On 2017-12-16 14:50, Dark Penguin wrote:
Could someone please point me towards some read about how btrfs handles
multiple devices? Namely, kicking faulty devices and re-adding them.
I've been using btrfs on single devices for a while, but now I want to
start using it in raid1 mode. I booted into an Ubuntu 17.10 LiveCD and
tried to see how does it handle various situations. The experience left
me very surprised; I've tried a number of things, all of which produced
unexpected results.
Expounding a bit on Duncan's answer with some more specific info.
I create a btrfs raid1 filesystem on two hard drives and mount it.
- When I pull one of the drives out (simulating a simple cable failure,
which happens pretty often to me), the filesystem sometimes goes
read-only. ??? > - But only after a while, and not always. ???

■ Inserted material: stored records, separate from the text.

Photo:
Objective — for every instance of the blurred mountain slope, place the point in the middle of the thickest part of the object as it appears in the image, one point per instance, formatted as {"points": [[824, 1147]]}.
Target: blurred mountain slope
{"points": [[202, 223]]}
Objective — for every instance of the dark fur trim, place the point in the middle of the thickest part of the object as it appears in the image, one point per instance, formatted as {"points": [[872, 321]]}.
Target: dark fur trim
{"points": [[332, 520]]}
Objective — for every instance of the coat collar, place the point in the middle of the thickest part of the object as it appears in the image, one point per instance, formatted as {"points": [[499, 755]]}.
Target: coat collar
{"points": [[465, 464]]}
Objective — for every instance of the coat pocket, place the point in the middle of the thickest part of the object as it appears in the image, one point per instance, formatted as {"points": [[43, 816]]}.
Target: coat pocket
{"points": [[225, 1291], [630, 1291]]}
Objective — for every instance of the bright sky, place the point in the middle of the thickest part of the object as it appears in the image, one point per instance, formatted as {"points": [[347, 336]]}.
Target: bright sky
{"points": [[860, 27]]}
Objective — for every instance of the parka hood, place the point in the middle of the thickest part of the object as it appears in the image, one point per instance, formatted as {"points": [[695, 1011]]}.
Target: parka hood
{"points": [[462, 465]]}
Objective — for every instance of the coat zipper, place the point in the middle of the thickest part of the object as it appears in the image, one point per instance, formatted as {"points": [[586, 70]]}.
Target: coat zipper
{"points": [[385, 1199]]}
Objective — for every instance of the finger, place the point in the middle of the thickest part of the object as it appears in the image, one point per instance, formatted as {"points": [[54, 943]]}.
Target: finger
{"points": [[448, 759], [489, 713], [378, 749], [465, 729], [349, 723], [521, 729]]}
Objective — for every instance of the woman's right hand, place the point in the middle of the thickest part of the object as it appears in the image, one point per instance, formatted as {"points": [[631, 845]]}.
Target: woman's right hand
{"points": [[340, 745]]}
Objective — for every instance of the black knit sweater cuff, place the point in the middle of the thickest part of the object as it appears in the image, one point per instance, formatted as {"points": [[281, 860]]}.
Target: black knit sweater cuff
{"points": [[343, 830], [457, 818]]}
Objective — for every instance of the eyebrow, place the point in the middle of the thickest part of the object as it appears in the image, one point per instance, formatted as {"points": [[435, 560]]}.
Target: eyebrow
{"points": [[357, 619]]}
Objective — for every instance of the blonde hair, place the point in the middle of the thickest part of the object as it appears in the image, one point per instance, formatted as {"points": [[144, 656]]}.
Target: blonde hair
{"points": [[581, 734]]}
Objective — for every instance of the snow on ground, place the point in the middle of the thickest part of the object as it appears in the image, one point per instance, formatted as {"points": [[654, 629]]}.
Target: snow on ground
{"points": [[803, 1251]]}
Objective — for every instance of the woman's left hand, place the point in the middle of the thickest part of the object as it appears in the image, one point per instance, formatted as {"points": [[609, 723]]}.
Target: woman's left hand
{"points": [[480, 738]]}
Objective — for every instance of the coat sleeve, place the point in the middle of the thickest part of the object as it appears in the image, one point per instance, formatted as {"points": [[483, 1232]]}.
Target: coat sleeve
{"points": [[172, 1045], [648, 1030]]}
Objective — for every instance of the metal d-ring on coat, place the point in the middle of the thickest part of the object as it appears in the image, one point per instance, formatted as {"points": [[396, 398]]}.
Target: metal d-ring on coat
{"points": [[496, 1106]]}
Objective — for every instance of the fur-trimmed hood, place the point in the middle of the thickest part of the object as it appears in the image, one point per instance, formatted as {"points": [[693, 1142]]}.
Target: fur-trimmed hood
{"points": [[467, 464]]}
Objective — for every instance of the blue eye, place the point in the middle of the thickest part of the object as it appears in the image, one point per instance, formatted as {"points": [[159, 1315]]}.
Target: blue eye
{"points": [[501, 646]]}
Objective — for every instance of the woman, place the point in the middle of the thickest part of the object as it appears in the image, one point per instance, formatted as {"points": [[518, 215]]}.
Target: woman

The filesystem won't go read-only until it hits an I/O error, and it's
non-deterministic how long it will be before that happens on an idle
filesystem that only sees read access (because if all the files that are
being read are in the page cache).
- When I fix the cable problem (plug the device back), it's immediately
"re-added" back. But I see no replication of the data I've written onto
a degraded filesystem... Nothing shows any problems, so "my filesystem
must be ok". ???
One of two things happens in this case, and why there is no re-sync is
dependent on which happens, but both ultimately have to do with the fact
that BTRFS assumes I/O errors are from device failures, and are at worst
transient. Either:
1. The device reappears with the same name. This happens if the time it
was disconnected is less than the kernel's command timeout (30 seconds
by default). In this case, BTRFS may not even notice that the device
was gone (and if it doesn't, then a re-sync isn't necessary, since it
will retry all the writes it needs to). In this case, BTRFS assumes the
I/O errors were temporary, and keeps using the device after logging the
errors. If this happens, then you need to manually re-sync things by
scrubbing the filesystem (or balancing, but scrubbing is preferred as it
should run quicker and will only re-write what is actually needed).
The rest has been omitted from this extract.